Thursday 29 September 2011

I Agree with Tony

Having been disappointed by Tony Judt's Ill Fares the Land, I've been reading The Memory Chalet, which definitely didn't disappoint. It's an extraordinary collection of essays and memories - elegant, sharp-witted, warm, often funny and/or poignant - written in the last months of his life and suffused with the awareness that his life was ending. Happily, in this volume, Judt rarely strays into politics, but there is one occasion when he does and - for a wonder - writes not like a leftist but like a true conservative. This is when he - a state-educated grammar school boy who got into King's College Cambridge - considers the present state of the education system:
'Intent upon destroying the selective state schools that afforded my generation a first-rate education at public expense, politicians have foisted upon the state sector a system of enforced downward uniformity.
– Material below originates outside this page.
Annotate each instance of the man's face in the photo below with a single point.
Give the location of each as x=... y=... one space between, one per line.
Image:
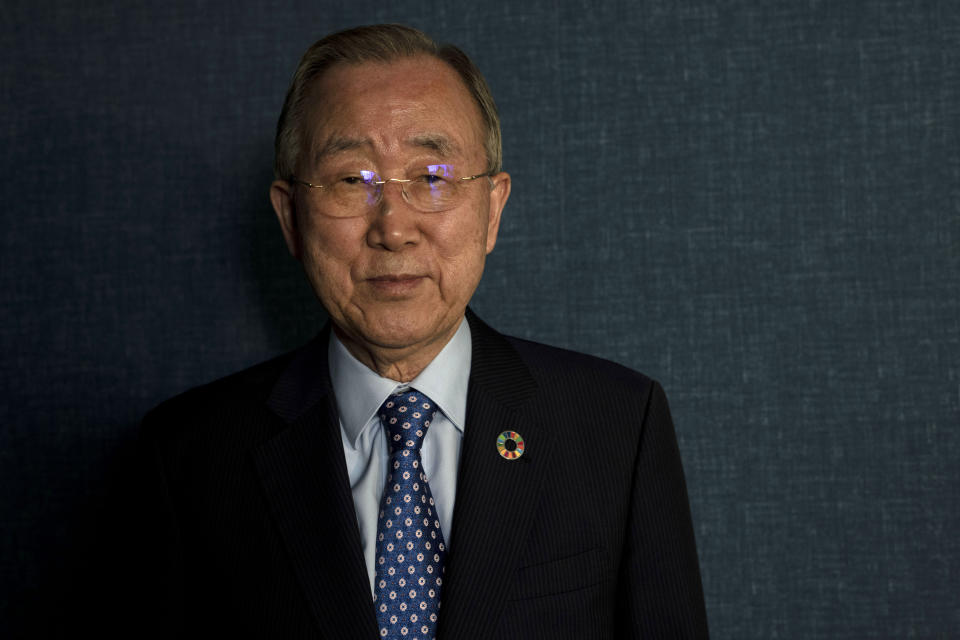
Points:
x=392 y=277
The result, predicted from the outset, was that the selective private schools have flourished. Desperate parents pay substantial fees to exempt their children from dysfunctional state schools; universities are under inordinate pressure to admit underqualified candidates from the latter and have lowered their admission standards accordingly... Today, when the British government mandates that 50 per cent of high school graduates should attend university, the gap separating the quality of education received by the privately schooled minority from that of everyone else is greater than at any time since the 1940s... Meanwhile, we now have more private school graduates in the British cabinet than for decades past - and the first old Etonian prime minister since 1964. Perhaps we should have stuck with meritocracy.'
Indeed. And we also have entirely predictable news stories such as today's latest on university admissions. And, in the absence of the grammar schools, social mobility has all but ground to a halt. I was also a state-educated grammar school boy who got into King's (Judt's essay on 'bedders' rang some painful bells, though my habits were so irregular I rarely saw mine), and I can only say that, when it comes to education, I agree with Tony.